Research Awards Recipients

Lay Summary
The vascular system brings blood to the tissues, where nutrients are exchanged for wastes, and returns blood to the heart. We talk about the arterial “tree” because of structural similarities to actual trees. A single trunk, the aorta, leaves the heart and progressively gives off major arteries (branches) to supply organs such as brain, liver, kidneys, etc. Within each organ the artery branches progressively into smaller and smaller arteries, eventually arriving at about 1 billion capillaries, the tiny vessels where exchange of nutrients and waste occurs. Blood pressure generated by the heart pushes blood flow and blood flow is controlled by the smallest arteries, just upstream from the capillaries. These arteries are muscular and contract (just like closing a tap) when blood pressure increases. Like a real tree, there is random variation in the structure of arterial branches, and this translates into varied blood flow in each branch. Every organ faces what can be called the “3 bears”problem – how to deliver, not too much, not too little, but “just right” blood flow to all capillaries.
 
High blood pressure (hypertension) causes damage to the tiny capillaries. The kidney is protected against hypertension by stabilization of the blood flows when blood pressure rises (it "autoregulates" its blood flow). Previous work showed that this autoregulation is a network process so that all the branches receive "just right" blood flow. But, just like the plumbing in a house, not all the pipes are the same length and some mechanism is needed to make sure that all the taps get the same flow at the same pressure. That means that the different branches must talk to each other. This communication occurs via transmission of electrical signals that instruct cells in the artery walls to contract.
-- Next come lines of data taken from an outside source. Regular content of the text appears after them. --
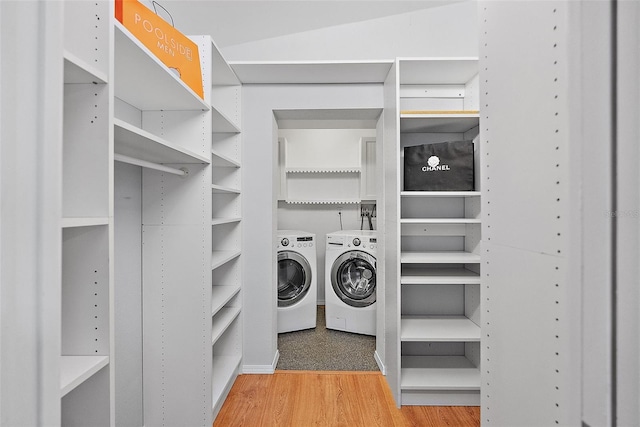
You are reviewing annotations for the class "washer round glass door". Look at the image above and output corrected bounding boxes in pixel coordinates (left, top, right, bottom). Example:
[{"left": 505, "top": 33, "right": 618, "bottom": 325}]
[
  {"left": 331, "top": 251, "right": 376, "bottom": 307},
  {"left": 278, "top": 251, "right": 311, "bottom": 307}
]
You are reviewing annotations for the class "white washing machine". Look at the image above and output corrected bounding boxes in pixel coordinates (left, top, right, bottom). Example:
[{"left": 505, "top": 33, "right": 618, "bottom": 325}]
[
  {"left": 325, "top": 230, "right": 377, "bottom": 335},
  {"left": 277, "top": 230, "right": 318, "bottom": 333}
]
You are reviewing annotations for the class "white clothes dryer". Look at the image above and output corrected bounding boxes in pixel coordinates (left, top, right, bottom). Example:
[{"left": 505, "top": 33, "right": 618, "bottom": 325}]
[
  {"left": 277, "top": 230, "right": 318, "bottom": 333},
  {"left": 325, "top": 230, "right": 377, "bottom": 335}
]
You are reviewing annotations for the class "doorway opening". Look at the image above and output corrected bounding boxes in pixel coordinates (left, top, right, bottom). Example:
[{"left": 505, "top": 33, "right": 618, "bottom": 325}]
[{"left": 274, "top": 109, "right": 384, "bottom": 371}]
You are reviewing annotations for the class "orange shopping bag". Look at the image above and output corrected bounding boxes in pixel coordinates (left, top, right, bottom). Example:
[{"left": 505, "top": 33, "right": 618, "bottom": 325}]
[{"left": 115, "top": 0, "right": 204, "bottom": 99}]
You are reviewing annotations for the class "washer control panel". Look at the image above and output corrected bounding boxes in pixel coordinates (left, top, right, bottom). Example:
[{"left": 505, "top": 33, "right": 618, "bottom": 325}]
[{"left": 278, "top": 236, "right": 313, "bottom": 249}]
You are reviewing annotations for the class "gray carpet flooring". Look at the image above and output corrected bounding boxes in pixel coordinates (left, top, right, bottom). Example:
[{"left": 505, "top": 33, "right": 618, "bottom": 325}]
[{"left": 277, "top": 306, "right": 379, "bottom": 371}]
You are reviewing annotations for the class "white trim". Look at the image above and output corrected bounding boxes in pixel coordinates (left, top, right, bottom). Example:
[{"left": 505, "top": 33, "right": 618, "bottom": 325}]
[{"left": 242, "top": 350, "right": 280, "bottom": 374}]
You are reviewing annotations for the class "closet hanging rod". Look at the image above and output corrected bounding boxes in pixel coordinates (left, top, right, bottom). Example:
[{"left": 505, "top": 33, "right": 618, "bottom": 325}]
[{"left": 113, "top": 154, "right": 189, "bottom": 176}]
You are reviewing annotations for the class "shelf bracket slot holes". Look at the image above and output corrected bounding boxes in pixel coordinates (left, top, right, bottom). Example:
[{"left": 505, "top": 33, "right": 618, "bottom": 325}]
[{"left": 113, "top": 154, "right": 189, "bottom": 177}]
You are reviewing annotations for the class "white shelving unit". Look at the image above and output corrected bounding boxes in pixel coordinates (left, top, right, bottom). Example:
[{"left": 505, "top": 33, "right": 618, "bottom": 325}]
[
  {"left": 59, "top": 2, "right": 115, "bottom": 426},
  {"left": 387, "top": 58, "right": 482, "bottom": 405},
  {"left": 209, "top": 36, "right": 242, "bottom": 419},
  {"left": 114, "top": 22, "right": 226, "bottom": 426}
]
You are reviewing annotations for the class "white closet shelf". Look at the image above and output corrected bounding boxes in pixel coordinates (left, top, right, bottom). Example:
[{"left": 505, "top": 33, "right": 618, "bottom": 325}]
[
  {"left": 113, "top": 119, "right": 209, "bottom": 164},
  {"left": 211, "top": 285, "right": 240, "bottom": 316},
  {"left": 211, "top": 150, "right": 240, "bottom": 168},
  {"left": 63, "top": 50, "right": 109, "bottom": 84},
  {"left": 211, "top": 250, "right": 242, "bottom": 270},
  {"left": 211, "top": 354, "right": 242, "bottom": 414},
  {"left": 114, "top": 22, "right": 210, "bottom": 111},
  {"left": 398, "top": 57, "right": 478, "bottom": 85},
  {"left": 400, "top": 218, "right": 481, "bottom": 224},
  {"left": 285, "top": 167, "right": 361, "bottom": 174},
  {"left": 400, "top": 112, "right": 480, "bottom": 133},
  {"left": 211, "top": 39, "right": 241, "bottom": 86},
  {"left": 211, "top": 184, "right": 240, "bottom": 194},
  {"left": 400, "top": 251, "right": 480, "bottom": 264},
  {"left": 211, "top": 107, "right": 240, "bottom": 133},
  {"left": 400, "top": 356, "right": 480, "bottom": 391},
  {"left": 60, "top": 356, "right": 109, "bottom": 397},
  {"left": 285, "top": 199, "right": 360, "bottom": 205},
  {"left": 400, "top": 316, "right": 480, "bottom": 342},
  {"left": 400, "top": 267, "right": 480, "bottom": 285},
  {"left": 211, "top": 217, "right": 242, "bottom": 225},
  {"left": 400, "top": 191, "right": 480, "bottom": 198},
  {"left": 60, "top": 217, "right": 109, "bottom": 228},
  {"left": 211, "top": 307, "right": 240, "bottom": 345}
]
These types of signals are unique to the kidney and the underlying mechanism is unknown. Previous studies demonstrated the importance of this electrical communication pathway by showing that blocking it impairs autoregulation and "just right" flow in the whole kidney.
 
Dr. Planes’s project objective is to investigate the basis for this kidney-specific electrical signalling pathway that is crucial to controlling blood flow in the kidney and protecting it from changes in blood pressure. She will use a genetically modified rat that lacks a specific protein, connexin40. This breaks the communication pathway along the vessels. Using this model, she expects to show in more detail how the kidney blood flow is regulated and how kidney damage occurs when it fails.